Embark on a wonderful journey through the depths of your favorite sim racing message board, and you’ll be surprised at what can be found. Buried inside the unedited community screenshots thread maintained by Image Space Incorporated for rFactor 2, is this little gem of a custom livery picture – but obviously it’s much more than the Scott Dixon knock-off we’re interested in. rFactor 2 community member Navigator has quickly thrown together his own personal Chip Ganassi entry with the familiar brandings of Target and the Coca-Cola company, but the IndyCar he’s designed the livery for isn’t publicly available for rFactor 2.
Released by payware modding group UnitedRacingDesign for Assetto Corsa, the Formula Challenge package was an unlicensed 2015 Verizon IndyCar Series bundle built with data supplied by Image Space Incorporated themselves. The shot above is clearly taken inside of rFactor 2, indicating we may soon see these cars become available for a simulator that is technically superior to Assetto Corsa, yet many are choosing to abandon due to lackluster support from the developers, as well as a sharp decline in popularity.

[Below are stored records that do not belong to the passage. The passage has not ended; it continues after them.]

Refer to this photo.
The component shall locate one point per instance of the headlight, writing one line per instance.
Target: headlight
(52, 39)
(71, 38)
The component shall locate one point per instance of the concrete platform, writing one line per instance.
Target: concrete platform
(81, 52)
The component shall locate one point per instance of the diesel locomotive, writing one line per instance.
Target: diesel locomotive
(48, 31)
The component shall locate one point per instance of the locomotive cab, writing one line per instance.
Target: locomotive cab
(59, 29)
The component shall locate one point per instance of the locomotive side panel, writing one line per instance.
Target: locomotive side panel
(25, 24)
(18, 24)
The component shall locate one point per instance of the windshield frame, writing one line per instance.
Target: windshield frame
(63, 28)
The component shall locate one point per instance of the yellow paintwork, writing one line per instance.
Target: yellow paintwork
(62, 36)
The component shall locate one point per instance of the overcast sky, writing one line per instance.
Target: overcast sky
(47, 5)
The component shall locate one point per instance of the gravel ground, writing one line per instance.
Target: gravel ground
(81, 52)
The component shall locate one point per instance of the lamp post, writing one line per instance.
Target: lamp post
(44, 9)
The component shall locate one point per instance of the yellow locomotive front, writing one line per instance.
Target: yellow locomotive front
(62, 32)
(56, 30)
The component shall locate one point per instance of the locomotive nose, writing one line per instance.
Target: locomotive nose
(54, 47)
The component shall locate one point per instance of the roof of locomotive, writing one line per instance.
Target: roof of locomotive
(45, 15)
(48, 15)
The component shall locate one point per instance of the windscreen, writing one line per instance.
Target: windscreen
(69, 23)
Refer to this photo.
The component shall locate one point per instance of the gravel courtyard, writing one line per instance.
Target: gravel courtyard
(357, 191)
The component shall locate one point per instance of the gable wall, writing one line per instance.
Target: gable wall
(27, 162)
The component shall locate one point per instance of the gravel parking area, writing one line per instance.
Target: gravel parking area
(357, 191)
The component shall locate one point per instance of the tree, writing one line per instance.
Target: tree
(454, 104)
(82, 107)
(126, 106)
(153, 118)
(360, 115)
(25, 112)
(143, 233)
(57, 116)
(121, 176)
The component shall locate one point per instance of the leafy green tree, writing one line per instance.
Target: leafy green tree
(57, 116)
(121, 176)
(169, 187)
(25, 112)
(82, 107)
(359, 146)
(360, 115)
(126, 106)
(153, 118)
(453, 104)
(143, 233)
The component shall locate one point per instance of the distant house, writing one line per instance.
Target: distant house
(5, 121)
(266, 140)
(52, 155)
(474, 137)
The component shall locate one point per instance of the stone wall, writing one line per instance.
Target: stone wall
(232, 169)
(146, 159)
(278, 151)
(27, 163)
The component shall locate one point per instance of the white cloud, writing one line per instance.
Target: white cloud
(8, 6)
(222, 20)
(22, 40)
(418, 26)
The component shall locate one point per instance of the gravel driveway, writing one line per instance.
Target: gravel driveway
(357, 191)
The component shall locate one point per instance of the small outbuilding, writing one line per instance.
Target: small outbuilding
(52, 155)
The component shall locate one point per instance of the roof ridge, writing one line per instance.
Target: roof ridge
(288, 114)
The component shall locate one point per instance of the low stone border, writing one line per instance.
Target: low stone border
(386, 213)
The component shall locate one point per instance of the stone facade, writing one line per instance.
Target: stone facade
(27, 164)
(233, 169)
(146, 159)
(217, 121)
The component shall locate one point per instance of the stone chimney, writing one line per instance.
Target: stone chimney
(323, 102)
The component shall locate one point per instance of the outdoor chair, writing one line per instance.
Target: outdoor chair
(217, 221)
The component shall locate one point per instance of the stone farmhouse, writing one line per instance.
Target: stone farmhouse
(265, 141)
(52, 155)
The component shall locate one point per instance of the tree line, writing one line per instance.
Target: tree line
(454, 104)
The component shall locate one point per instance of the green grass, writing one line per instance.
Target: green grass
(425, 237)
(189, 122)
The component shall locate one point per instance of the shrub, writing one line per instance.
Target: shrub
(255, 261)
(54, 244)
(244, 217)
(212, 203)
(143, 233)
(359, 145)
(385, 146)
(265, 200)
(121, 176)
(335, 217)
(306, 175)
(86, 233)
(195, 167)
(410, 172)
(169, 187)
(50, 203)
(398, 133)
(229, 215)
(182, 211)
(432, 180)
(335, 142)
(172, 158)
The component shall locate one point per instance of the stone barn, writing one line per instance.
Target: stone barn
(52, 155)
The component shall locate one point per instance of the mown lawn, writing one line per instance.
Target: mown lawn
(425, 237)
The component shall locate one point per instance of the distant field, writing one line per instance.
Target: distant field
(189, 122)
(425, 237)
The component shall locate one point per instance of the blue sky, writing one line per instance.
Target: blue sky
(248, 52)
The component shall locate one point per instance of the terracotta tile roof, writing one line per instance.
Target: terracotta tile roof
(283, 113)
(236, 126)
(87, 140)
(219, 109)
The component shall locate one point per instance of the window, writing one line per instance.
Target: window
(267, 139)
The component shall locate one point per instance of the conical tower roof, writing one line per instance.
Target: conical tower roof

A few weeks ago, we posted a few bits of circumstantial evidence outlining the possibility that ISI may be hard at work building a dedicated Verizon IndyCar Series game, and now that we’ve got tangible evidence that some individuals indeed are turning laps in these cars – albeit in private – there’s got to be some reason these cars are being withheld from the general public. To ignite interest in rFactor 2, ISI needs to desperately pump out worthwhile content for their game at a rapid pace – and these cars would do exactly that – so it’s very strange these would be intentionally kept private for the time being. Either it’s another case of mismanagement on ISI’s part, or something much bigger is being built behind the scenes.
According to Chris Lesperance in a topic dedicated to discussing the matter, UnitedRacingDesign have came out and said they’re willing to work with Image Space Incorporated in bringing modern IndyCars to rFactor 2, but licensing issues are the main hurdle to overcome. Again, these cars are clearly in rotation among a handful of beta testers, so we’ll no doubt hear more about this project sooner rather than later. Hopefully, our suspicions about a future IndyCar title are correct, and this will be much more than just the 2015 Honda and Chevy IndyCars shoehorned into the very odd selection of first party content available in rFactor 2.